Menurut Daniel, kerusakan mangrove di Indonesia ikut menyumbangkan kerusakan mangrove di dunia. Karena faktanya, emisi global tahunan dari rusaknya ekosistem pesisir berasal dari rusaknya hutan mangrove Indonesia.

Mangrove hasil rehabilitasi yang tumbuh baik di Kuala Rigaih, pantai barat Aceh. Foto: Onrizal
Mangrove hasil rehabilitasi yang tumbuh baik di Kuala Rigaih, pantai barat Aceh. Foto: Onrizal

Dan, Daniel menyebutkan, salah satu penyebab terjadinya kerusakan mangrove di Indonesia, adalah karena semakin masifnya pengembangan sektor perikanan budidaya di seluruh pulau. Tak tanggung-tanggung, dia menyebut, dalam tiga dekade terakhir, 40 persen hutan mangrove Indonesia rusak, karena budidaya perikanan.

“Setiap tahun, 52 ribu hutan mangrove Indonesia hilang dan itu setara dengan areas seluas kota New York di AS dalam 18 bulan,” jelas dia.

Sumbangsih Akademisi

Agar implementasi butir 14 TPB bisa berjalan dengan baik, tak hanya diperlukan praktisi dan pakar yang paham dengan benar kondisi maritim dan kelautan di Tanah Air, namun juga perlu dukungan dari kampus untuk melakukan riset ilmiah. Hal itu dikatakan Dekan Fakultas Perikanan dan Kelautan IPB Luky Adrianto.

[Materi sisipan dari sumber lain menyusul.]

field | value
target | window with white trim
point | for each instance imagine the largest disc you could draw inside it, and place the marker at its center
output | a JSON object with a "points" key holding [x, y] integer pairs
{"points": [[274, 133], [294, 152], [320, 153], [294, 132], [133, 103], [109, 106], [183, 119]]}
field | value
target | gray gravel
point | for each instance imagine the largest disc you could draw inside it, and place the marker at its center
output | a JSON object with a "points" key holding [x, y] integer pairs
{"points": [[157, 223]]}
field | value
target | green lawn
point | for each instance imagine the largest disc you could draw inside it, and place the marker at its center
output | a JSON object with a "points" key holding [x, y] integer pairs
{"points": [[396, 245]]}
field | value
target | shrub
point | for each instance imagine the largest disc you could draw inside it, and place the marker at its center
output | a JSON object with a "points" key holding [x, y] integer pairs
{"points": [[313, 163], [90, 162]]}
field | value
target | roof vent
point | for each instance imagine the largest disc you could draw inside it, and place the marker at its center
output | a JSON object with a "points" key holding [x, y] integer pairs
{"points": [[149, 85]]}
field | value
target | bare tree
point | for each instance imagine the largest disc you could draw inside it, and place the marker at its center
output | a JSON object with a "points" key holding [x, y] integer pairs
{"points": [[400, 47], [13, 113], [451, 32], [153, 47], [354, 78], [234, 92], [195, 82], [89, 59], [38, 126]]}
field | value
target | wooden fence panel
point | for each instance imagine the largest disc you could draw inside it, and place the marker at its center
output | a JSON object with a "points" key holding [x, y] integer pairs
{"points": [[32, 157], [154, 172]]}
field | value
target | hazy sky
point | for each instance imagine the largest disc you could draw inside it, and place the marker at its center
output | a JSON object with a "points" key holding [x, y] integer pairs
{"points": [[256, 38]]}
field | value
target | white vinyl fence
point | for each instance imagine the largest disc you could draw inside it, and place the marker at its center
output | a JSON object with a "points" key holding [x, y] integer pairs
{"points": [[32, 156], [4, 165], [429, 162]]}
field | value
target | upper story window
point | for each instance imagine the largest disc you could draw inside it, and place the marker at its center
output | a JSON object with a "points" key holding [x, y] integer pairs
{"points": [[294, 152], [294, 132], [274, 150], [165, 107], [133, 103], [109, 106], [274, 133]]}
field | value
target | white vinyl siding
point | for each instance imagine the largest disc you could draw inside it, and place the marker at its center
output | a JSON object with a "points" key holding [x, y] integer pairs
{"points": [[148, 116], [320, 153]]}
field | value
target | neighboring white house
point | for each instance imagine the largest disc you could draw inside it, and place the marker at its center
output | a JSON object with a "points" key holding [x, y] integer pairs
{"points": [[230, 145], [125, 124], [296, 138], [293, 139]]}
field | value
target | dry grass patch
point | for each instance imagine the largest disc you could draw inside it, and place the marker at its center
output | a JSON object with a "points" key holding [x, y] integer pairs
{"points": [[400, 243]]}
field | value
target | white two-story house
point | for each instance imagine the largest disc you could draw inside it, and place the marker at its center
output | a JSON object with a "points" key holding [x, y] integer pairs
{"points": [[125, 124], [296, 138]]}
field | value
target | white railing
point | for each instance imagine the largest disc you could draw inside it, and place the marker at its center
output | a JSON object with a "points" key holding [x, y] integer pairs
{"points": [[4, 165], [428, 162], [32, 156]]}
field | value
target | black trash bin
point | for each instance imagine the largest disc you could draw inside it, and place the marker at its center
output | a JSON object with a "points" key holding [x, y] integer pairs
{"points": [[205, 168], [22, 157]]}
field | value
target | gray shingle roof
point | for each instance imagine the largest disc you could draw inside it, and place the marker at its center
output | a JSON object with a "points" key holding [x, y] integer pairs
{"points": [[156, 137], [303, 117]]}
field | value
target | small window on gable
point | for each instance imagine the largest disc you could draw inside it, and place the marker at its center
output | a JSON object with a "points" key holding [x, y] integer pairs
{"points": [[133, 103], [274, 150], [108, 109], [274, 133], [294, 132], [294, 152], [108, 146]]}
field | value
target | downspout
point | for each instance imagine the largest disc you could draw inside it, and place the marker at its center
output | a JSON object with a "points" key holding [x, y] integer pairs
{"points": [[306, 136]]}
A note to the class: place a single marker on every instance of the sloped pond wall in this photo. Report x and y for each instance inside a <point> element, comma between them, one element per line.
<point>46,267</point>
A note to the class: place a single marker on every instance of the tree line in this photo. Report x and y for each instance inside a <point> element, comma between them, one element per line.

“Indonesia memiliki sumber daya laut yang melimpah dan tidak dimiliki oleh negara lain. Tapi faktanya, itu belum dimanfaatkan dengan baik dan benar oleh kita. Dan itu perlu dukungan kampus untuk melakukan riset ilmiah,” jelas dia.

Luky mengatakan, fakta bahwa Indonesia adalah negara dengan garis pantai terpanjang kedua di dunia, seharusnya bisa menjadi keunggulan. Tetapi, fakta juga berbicara bahwa Indonesia saat ini menjadi negara maritim dan perikanan yang tidak kuat.

Luky menyebut, untuk daya saing saja, Indonesia dari tahun ke tahun terus mengalami penurunan, dan itu terjadi juga pada 2016. Fakta lain juga diungkap dia, Indonesia saat ini tidak termasuk dalam kelompok utama pengeskpor ikan di dunia.

“Indonesia masih kalah bersaing dengan Tiongkok, Norwegia, Vietnam, dan Thailand,” jelas dia.

Untuk itu, perlu upaya yang kuat dari Pemerintah Indonesia untuk mengimplementasikan butir 14 TPB dan bagaimana mensinergikannya dengan semua sektor kehidupan dan ekonomi yang ada. Tantangan tersebut juga harus dipecahkan oleh akademisi yang ada di peguruan tinggi di mana pun berada.

“IPB saat ini sudah mendeklarasikan sebagai central of excellent untuk butir 14 SGDs ini. Dengan deklarasi ini, diharapkan ada sumbangsih untuk tata kelola kemaritiman, perikanan dan kelautan di Tanah Air,” pungkas dia.